Durante BoboTV, su Twitch, Antonio Cassano ha raccontato qualche aneddoto sulla sua avventura in giallorosso, tra cui il motivo del suo addio alla Roma e il litigio con Totti: "Eravamo come fratelli. Quando ho saputo che avrei avuto la possibilità di andare alla Roma, dissi alla Juve che andavo nella capitale perché Francesco era il mio idolo". 

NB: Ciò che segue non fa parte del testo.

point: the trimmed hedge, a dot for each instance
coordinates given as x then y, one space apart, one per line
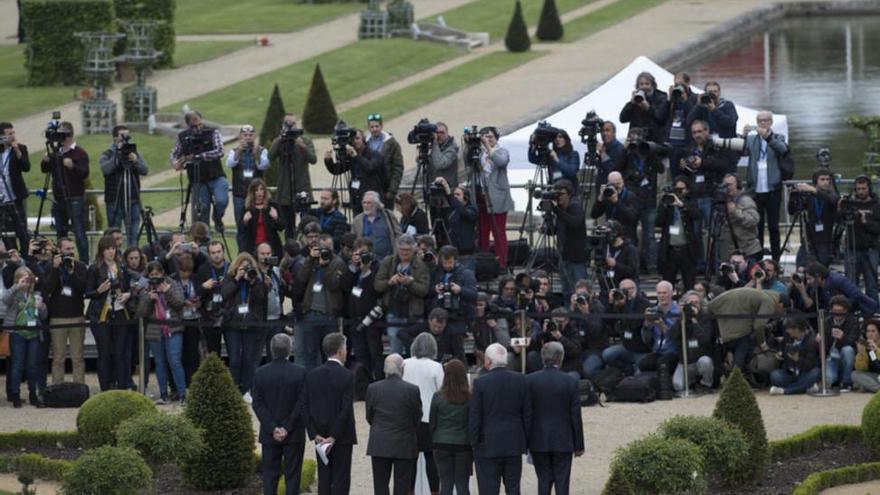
814 439
848 475
54 55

Il litigio con Totti e Montella:
"Era il periodo del mio rinnovo contrattuale. Totti rinnova e que figlio di m...ta di Montella aveva rinnovato, ma nessuno lo sapeva. Per la mia sfortuna Franco Sensi non stava bene e la figlia prese in mano la situazione. Io avevo un accordo col presidente fatto con una stretta di mano e venivo da una stagione da 21 gol e Rosella mi disse che dovevo prendere gli stessi soldi, quando Montella e Totti prendevano il grano vero. Non ci vidi più e me presi con loro, dicendo che mi avevano rubato i soldi".

Il litigio con Spalletti?
"Era il primo di ritiro. Alzai la musica e venne Spalletti a spegnerla. Totti e Montella mi stuzzicano e mi dicono che non ho coraggio per riaccenderla, vado e la riaccendo. Arriva di nuovo Spalletti, la rispegne e gli dico che non stava allenando più quelle pippe dell'Udinese. Spalletti mi mise fuori rosa. Ero vicecapitano e quando mi disse che non lo sarei stato più presi, gli diedi la maglia e me ne andai".